I have always hated asking for help – I actually feel guilty. Yet I am the first to put my hand up and help others – what does that make me a martyr
I was a single parent for many of my early parenting years, it took a long time in our early marriage to ask for help. Now I just tell him to do it, haha!
I’m sort of in-between. Sometimes I ask for help and graciously accept it, but others times I don’t especially when I’m sick. I’ve had a terrible cold and sore throat for a couple of weeks now and rarely complain. Seems to be a typical female thing. Sigh.
I am a shocker for asking for help and always feels so bad about it yet I am always happy to be the one asked. The thing I guess I forget is that the others around also like to help and that I can’t do everything.
I must learn to ask for help more Kirsty! I hate feeling inadequate or unable – especially when lifting something heavy or trying to do a physical activity. I like to think I am strong and have the girlpower!! Sorry to hear about your recent loss xx
I am always the first one to help others in need, but like you I find it super hard to admit I need help myself. I think it comes down to admitting I can’t do it all. It’s not because I’m arrogant either, I’ve always been the one in my family who held everything together so I always felt like I wasn’t allowed to admit I can’t do that. Plus the few times I have asked for help I’m usually let down {by family} so I figure its easier to do things for myself. I’m glad you got the help from your mum and you probably did do her a world of good by distracting her from her own grief.
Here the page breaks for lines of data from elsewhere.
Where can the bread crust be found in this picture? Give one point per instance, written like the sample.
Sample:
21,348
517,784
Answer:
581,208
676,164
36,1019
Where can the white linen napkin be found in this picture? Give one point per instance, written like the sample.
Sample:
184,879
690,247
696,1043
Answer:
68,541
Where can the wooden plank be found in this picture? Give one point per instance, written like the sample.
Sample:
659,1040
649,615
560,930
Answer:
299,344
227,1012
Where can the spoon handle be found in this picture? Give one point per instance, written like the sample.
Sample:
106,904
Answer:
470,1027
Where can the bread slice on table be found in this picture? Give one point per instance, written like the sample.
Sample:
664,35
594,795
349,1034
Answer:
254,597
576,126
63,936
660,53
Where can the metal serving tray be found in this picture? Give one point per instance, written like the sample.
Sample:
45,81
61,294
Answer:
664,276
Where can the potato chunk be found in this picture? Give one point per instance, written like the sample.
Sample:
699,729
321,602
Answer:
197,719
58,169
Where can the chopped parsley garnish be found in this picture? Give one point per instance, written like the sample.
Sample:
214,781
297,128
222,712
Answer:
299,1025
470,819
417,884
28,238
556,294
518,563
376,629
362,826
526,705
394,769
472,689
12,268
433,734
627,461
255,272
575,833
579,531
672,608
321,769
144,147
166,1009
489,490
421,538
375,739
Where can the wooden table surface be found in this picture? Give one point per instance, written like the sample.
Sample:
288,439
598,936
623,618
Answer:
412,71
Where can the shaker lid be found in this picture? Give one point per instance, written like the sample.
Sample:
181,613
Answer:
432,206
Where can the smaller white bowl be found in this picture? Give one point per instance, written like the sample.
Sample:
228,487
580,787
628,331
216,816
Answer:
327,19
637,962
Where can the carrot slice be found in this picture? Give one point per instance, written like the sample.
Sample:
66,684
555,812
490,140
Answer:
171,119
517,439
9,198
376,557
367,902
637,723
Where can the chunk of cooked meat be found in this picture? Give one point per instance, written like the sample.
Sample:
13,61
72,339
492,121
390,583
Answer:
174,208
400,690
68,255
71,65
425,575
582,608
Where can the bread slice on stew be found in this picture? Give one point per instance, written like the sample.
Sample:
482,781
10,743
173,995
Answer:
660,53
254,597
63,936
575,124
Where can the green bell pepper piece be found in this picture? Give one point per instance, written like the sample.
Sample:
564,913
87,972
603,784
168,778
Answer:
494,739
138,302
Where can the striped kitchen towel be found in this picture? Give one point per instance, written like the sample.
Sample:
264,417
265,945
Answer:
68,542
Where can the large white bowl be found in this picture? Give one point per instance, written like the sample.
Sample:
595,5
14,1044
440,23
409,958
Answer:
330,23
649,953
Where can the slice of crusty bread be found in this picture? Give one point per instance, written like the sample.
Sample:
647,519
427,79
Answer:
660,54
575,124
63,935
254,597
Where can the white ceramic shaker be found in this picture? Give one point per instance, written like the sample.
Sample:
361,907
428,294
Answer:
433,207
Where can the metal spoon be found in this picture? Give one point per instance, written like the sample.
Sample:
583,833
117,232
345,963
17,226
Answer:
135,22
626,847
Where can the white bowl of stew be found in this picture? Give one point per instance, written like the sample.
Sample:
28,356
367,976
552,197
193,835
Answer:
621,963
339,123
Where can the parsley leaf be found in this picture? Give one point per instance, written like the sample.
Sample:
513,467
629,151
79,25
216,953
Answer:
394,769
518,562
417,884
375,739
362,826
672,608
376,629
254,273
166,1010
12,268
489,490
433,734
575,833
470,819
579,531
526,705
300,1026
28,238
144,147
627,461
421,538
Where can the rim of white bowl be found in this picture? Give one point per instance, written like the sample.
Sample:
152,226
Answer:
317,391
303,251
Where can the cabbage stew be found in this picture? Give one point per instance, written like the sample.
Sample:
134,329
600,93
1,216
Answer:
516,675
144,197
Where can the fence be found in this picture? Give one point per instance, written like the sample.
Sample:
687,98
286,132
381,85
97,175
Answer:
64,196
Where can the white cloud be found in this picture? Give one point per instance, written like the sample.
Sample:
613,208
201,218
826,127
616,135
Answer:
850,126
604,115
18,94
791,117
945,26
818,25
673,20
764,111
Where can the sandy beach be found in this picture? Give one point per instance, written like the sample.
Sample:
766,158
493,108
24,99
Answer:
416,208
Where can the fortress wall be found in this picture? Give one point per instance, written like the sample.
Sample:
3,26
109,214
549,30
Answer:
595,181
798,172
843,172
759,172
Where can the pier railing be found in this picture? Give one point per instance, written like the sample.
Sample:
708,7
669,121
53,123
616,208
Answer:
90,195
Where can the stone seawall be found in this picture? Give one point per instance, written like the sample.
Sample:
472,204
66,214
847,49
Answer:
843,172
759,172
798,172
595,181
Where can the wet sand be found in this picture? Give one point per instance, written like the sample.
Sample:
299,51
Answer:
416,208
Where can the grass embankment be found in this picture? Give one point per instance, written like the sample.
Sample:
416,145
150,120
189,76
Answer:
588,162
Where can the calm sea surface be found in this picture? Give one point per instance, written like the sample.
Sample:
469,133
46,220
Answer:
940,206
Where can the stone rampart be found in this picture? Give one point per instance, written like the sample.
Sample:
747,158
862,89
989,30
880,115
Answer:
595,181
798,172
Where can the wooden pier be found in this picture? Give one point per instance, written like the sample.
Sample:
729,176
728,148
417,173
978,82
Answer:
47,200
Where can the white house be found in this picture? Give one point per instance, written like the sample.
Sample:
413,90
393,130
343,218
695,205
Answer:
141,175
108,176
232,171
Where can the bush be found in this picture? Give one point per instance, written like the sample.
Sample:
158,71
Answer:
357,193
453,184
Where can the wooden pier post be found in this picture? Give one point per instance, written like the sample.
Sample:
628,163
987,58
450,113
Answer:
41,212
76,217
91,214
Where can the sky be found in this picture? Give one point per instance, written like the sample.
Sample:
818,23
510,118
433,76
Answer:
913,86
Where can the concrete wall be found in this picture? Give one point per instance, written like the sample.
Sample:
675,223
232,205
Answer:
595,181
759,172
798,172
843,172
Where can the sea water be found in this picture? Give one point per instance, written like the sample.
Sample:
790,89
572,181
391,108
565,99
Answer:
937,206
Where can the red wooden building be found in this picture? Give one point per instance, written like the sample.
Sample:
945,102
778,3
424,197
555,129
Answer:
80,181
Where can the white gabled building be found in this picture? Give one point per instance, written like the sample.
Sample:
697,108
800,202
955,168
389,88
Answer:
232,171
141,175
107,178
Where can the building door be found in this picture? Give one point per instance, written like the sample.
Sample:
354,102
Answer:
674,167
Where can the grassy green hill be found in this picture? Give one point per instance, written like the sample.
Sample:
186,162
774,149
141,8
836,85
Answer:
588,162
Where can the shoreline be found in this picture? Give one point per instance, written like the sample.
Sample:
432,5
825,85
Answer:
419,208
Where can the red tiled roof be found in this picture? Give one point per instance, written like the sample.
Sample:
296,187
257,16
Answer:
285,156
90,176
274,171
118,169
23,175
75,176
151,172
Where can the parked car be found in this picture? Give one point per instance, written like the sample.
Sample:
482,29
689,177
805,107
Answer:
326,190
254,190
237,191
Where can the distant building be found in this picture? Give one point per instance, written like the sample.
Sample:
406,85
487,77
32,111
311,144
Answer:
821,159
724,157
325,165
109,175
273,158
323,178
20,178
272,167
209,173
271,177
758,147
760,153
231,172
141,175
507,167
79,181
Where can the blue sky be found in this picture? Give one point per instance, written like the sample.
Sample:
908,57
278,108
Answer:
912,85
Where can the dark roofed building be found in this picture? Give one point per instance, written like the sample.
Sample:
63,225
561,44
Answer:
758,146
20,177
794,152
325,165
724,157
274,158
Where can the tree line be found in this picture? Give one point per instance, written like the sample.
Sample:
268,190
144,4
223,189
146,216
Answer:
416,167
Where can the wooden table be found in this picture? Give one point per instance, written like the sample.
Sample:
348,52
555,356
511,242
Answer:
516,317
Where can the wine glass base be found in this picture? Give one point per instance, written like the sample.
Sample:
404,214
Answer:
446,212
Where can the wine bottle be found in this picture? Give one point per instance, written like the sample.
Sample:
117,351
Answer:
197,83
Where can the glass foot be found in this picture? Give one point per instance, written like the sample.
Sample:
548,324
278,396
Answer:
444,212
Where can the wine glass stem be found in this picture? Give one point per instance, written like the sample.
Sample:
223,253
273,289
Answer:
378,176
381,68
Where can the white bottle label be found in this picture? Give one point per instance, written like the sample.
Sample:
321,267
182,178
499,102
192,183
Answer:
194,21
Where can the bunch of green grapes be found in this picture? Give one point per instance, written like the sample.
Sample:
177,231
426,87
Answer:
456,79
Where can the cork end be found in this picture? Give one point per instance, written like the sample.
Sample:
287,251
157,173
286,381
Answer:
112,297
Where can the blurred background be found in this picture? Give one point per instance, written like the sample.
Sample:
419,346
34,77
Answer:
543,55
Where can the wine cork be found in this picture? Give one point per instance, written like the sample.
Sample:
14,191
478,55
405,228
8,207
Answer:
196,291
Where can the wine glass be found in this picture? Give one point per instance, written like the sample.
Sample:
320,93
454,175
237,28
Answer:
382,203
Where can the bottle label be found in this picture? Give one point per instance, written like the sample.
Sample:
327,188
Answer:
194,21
Yup, I resist too – mainly for the second reason that you’ve listed – I hate troubling other people. However, a wise soul once explained to me that when we stubbornly resist and refuse help, we are preventing others from having the joy of giving and serving! Food for thought. Miss Nearly 19 has been amazed at how we dropped everything to be with her in hospital when she sliced the tendons in her hand at ice skating, and have looked after her since – even though she doesn’t live at home, she’s been spending a lot of time here rather than being on her own, and I’ve been taking her to all her follow up appointments. So I can say with confidence that your mother definitely doesn’t mind – it’s what mothers do. Mother love is very strong!
I hear you! I think though it’s important for both of us to slowly shed that fear and start asking for help. What’s the worst? People will say they can’t do it and give a valid reason. I need to trust others more as well I think.
I think it depends on what the help is that is needed. I think we (as a society) need to be better at asking for help when we are not ok emotionally/mentally and we need to make it clear that asking for help is ok as well. This is different than asking for help to pick the kids up from school which we fear may be an inconvenience. I am sure your Mum was more than happy to help and feel useful during your time of need. If she’s anything like my parents are with their Grandkids, she would have loved and cherished the time she got to spend with them.
Am glad you are on the mend now though!